Mumbai: Insurance companies have welcomed the government’s plan of introducing insurance bonds as an alternative to bank guarantees but said that the pricing should be market driven for insurers to offer such a product to cover unexpected liabilities in a project.
Ashvin Parekh, managing director at Ashvin Parekh Advisory Service said, “It is a progressive move. The pricing of the insurance bond should not be controlled but should be market driven.”
Karni Singh Arha, chief financial officer at Bharti Axa General Insurance said, “It is a very good concept and an indication of maturing of the market with regards to accommodating a new product such as an insurance bond. However, the supply and demand will depend on the balance sheet strength of the issuing insurer and the interest of the buyer.”

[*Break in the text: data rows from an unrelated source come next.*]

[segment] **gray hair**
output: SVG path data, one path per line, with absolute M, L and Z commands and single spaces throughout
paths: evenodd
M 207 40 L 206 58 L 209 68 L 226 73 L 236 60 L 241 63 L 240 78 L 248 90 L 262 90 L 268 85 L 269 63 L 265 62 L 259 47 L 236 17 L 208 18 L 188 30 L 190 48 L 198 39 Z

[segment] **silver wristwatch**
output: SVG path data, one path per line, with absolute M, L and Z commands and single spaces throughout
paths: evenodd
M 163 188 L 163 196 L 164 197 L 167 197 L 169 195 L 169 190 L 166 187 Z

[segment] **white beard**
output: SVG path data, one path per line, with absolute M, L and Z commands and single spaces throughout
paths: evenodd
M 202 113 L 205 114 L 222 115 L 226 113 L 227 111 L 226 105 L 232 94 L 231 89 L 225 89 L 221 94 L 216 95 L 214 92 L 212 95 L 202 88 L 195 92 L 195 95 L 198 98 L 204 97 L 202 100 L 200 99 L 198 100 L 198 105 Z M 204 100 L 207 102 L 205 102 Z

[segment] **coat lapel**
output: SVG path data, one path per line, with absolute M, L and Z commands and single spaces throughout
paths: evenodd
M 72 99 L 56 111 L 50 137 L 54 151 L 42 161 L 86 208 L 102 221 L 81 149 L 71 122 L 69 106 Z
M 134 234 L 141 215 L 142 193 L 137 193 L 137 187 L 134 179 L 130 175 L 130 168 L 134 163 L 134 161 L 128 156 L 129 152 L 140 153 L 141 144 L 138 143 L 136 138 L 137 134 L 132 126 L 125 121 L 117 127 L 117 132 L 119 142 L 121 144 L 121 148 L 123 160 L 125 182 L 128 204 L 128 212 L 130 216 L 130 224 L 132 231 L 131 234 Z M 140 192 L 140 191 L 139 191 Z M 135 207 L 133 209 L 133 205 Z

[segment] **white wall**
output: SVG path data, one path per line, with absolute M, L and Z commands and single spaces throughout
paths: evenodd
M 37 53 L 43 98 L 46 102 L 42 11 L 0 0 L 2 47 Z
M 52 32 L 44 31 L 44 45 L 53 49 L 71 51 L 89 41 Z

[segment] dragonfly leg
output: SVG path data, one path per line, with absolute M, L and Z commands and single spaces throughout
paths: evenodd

Bank guarantees are usually asked for while extending a loan and typically require a collateral. An insurance bond is also a surety but it does not require any additional collateral, as the insurer guarantees payment.
Finance secretary T. V. Somanathan on Tuesday made the announcement during a meeting between industry captains and finance minister Nirmala Sitharaman, who is on a two-day visit to the financial capital.
"Government is exploring the possibility of instituting insurance bonds as alternatives to bank guarantees," an official statement said.
As per reports last year, insurance regulator Irdai was also looking at the option of insurers offering surety bonds in the context of road projects.
Meanwhile, Sitha-raman, who met the industry captains in the evening, said the government is committed to working towards ensuring policy certainty, adding that the regulators also have a key role in ensuring the same.
She said the government is working with the regulators on this "important issue.”
Sitharaman met officials from income tax, Goods and Services Tax and customs departments in two separate meetings on Wednesday.
Addressing reporters on Wednesday Sitharaman said public sector banks will adopt a nationwide district-wise credit outreach programme from October to boost credit growth.